Diabetic Peripheral Neuropathy Associated With Obstructive Sleep Apnea
Obstructive sleep apnea (OSA) is independently associated with diabetic peripheral neuropathy (DPN) in patients with type 2 diabetes mellitus (T2DM), according to a new study from researchers in the UK. The severity of DPN is also correlated with the degree of OSA and the severity of nocturnal hypoxemia.
“OSA is known to be associated with inflammation and oxidative stress, so we hypothesized that it would be associated with peripheral neuropathy in patients with T2DM,” said lead author Abd Tahrani, MD, clinical lecturer in endocrinology and diabetes at the University of Birmingham in the UK. “This is the first report to identify an independent association between OSA and DPN in these patients.”
The findings were published online ahead of print publication in the American Thoracic Society’s American Journal of Respiratory and Critical Care Medicine.
In the observational cross-sectional study, DPN was assessed with the Michigan Neuropathy Screening instrument in 234 adults with T2DM. OSA was assessed with a single overnight home-based cardio-respiratory sleep study using a portable multi-channel device.

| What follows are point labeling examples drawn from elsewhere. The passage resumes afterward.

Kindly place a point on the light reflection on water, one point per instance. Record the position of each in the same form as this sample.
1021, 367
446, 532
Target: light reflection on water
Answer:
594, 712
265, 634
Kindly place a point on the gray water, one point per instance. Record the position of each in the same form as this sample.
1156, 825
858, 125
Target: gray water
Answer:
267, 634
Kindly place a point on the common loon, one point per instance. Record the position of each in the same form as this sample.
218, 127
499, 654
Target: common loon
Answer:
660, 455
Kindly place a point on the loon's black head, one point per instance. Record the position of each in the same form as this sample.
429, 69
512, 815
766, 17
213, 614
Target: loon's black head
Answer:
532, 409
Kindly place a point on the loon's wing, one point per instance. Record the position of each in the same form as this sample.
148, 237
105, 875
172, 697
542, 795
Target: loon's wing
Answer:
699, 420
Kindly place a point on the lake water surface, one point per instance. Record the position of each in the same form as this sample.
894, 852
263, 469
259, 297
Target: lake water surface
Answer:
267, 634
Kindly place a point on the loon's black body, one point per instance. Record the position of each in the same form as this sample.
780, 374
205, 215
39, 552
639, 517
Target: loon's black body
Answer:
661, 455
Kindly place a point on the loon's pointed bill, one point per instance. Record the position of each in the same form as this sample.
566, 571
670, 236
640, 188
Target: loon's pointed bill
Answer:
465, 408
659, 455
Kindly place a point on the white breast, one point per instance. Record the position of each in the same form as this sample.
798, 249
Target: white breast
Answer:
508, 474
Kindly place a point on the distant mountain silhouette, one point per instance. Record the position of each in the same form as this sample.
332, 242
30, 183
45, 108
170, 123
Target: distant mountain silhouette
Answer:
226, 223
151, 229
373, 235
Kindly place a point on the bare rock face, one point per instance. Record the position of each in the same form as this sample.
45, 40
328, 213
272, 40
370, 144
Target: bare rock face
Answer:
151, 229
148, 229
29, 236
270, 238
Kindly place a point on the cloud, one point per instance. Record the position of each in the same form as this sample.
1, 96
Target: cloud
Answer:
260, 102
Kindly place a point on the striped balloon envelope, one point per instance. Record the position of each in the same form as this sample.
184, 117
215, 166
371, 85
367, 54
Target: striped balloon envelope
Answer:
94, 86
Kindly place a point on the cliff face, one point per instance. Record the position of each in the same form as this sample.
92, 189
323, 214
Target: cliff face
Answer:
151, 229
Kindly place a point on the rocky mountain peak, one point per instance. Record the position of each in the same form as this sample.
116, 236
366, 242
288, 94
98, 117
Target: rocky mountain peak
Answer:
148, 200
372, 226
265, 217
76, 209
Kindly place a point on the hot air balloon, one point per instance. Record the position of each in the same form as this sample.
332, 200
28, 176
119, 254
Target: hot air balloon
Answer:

OSA was independently associated with DPN even after adjustment for a number of possible confounders, including ethnicity, gender, age at diabetes diagnosis, and diabetes duration, and remained independently associated with DPN after further adjustment for obesity and other risk factors for DPN. In addition, DPN severity was significantly correlated with OSA severity and nocturnal hypoxemia severity. The relationship between OSA severity and DPN severity remained significant after adjustment for age, obesity, diabetes duration, gender and estimated glomerular filtration rate.
The researchers also found that OSA was associated with increased nitrosative/oxidative stress and impaired microvascular blood flow regulation, which could explain the relationship observed between OSA and DPN. “In patients with T2DM, OSA may aggravate and amplify glucose toxicity, which has significant implications for tissues which are susceptible to the complications of diabetes,” said Dr. Tahrani.
The study had some limitations, including its cross-sectional design and lack of an interventional arm, making proof of causation necessary in additional prospective studies.
“Additional prospective and interventional studies are also needed to examine the role of OSA and intermittent hypoxemia in the development and progression of DPN in patients with both early and advanced diabetes, and to assess the potential impact of continuous positive airway pressure (CPAP) treatment on DPN,” Dr. Tahrani said.